Ali Mansoor prône ce que j’appelle le « crony capitalism », c’est-à-dire le capitalisme à outrance préconisée par le duo Banque mondiale-FMI. J’ai moi aussi travaillé à la Banque mondiale, mais ma philosophie économique est différente, surtout après que ma recherche à l’Université de Cambridge a démontré clairement que c’était la BM-FMI et ses prescriptions ultralibérales qui étaient à l’origine même de la grande crise économique et financière de l’Asie et de l’Amérique latine dans les années 80 et 90.  Le désaccord émane surtout de la théorie économique de FMI-BM épousée par Ali Mansoor qu’à travers un processus de rééquilibrage des marchés.

Autrement dit, il est de ceux qui pensent que les problèmes économiques d’un pays peuvent être réglés assez facilement en jouant avec quelques paramètres. Si on a besoin de stimuler l’économie, on n’a qu’à baisser le taux d’intérêt et déprécier la monnaie et le processus de rééquilibrage se met en marche automatiquement. Des investisseurs étrangers vont très vite réaliser l’opportunité que notre pays leur offre et ils vont se ruer pour venir à Maurice et investir dans notre économie. Même chose pour les investisseurs locaux. Ce processus va générer des investissements, la croissance et l’emploi pour l’économie.

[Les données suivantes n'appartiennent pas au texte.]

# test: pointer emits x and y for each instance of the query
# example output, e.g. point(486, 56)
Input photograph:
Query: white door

La philosophie de Bheenick est différente. La croissance, l’investissement et l’emploi, c’est l’affaire de la politique fiscale du pays. Ils sont donc sous la responsabilité du ministère des Finances. Le mandat de la Banque centrale est de veiller à ce que notre monnaie ne perde pas de sa valeur et que le niveau de prix soit le plus stable possible. C’est le meilleur moyen de protéger la population contre les effets de l’inflation, la perte du pouvoir d’achat et un appauvrissement. La stratégie d’Ali Mansoor d’empiéter sur le terrain de la BoM était autant irresponsable que mal conçue et a fait du tort à tout le monde.

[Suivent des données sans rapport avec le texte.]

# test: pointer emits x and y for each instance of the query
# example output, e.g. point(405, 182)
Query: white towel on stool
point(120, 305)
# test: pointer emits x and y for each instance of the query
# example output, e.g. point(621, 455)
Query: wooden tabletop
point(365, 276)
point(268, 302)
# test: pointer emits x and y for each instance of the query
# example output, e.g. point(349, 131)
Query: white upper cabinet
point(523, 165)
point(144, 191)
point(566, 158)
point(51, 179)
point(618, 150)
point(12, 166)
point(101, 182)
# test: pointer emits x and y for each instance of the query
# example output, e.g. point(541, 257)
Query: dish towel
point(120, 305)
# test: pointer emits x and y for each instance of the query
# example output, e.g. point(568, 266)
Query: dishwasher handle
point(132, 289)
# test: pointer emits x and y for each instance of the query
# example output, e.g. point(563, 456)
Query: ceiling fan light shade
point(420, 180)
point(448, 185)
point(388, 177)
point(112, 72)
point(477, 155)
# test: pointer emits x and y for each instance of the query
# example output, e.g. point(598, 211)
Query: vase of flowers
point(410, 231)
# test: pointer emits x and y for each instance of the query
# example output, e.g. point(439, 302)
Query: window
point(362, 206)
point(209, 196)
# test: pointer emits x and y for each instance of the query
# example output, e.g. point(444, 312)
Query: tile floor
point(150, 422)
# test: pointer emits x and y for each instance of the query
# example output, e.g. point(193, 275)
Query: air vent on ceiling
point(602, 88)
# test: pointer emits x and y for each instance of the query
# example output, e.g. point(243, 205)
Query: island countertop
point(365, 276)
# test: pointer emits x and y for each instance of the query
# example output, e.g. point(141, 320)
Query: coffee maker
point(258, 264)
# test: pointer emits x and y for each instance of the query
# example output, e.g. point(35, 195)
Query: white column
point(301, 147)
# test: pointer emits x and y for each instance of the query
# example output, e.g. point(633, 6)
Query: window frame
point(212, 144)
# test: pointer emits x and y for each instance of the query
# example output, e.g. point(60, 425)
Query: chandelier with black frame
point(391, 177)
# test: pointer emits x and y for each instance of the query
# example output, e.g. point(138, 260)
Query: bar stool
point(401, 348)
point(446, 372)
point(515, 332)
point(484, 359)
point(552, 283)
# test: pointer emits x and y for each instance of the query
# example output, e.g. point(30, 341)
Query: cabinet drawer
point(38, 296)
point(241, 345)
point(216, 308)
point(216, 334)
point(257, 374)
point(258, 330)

 Avec la démission de Mansoor, Xavier-Luc Duval perd un puissant allié qui, bien qu’étant pas membre du comité de politique monétaire influait sur les décisions de celui-ci. Est-ce le début de la fin de ce qui était pour les observateurs une mainmise du Trésor sur les décisions de la Banque de Maurice ?

Si l’objectif de XLD est de contrôler la politique monétaire, le départ d’Ali Mansoor ne change en rien à la donne. Aussi longtemps qu’une majorité des membres du comité sont sous le contrôle direct ou indirect du ministère des Finances et s’ils font cause commune à travers une directive ou par « hazard », la position de force de XLD sur le comité n’est nullement diluée.  Mais là où Ali Mansoor pesait de tout son poids sur la décision du MPC, c’était lors des ses « briefing sessions » qu’il avait avec les membres du comité juste avant chaque session de vote.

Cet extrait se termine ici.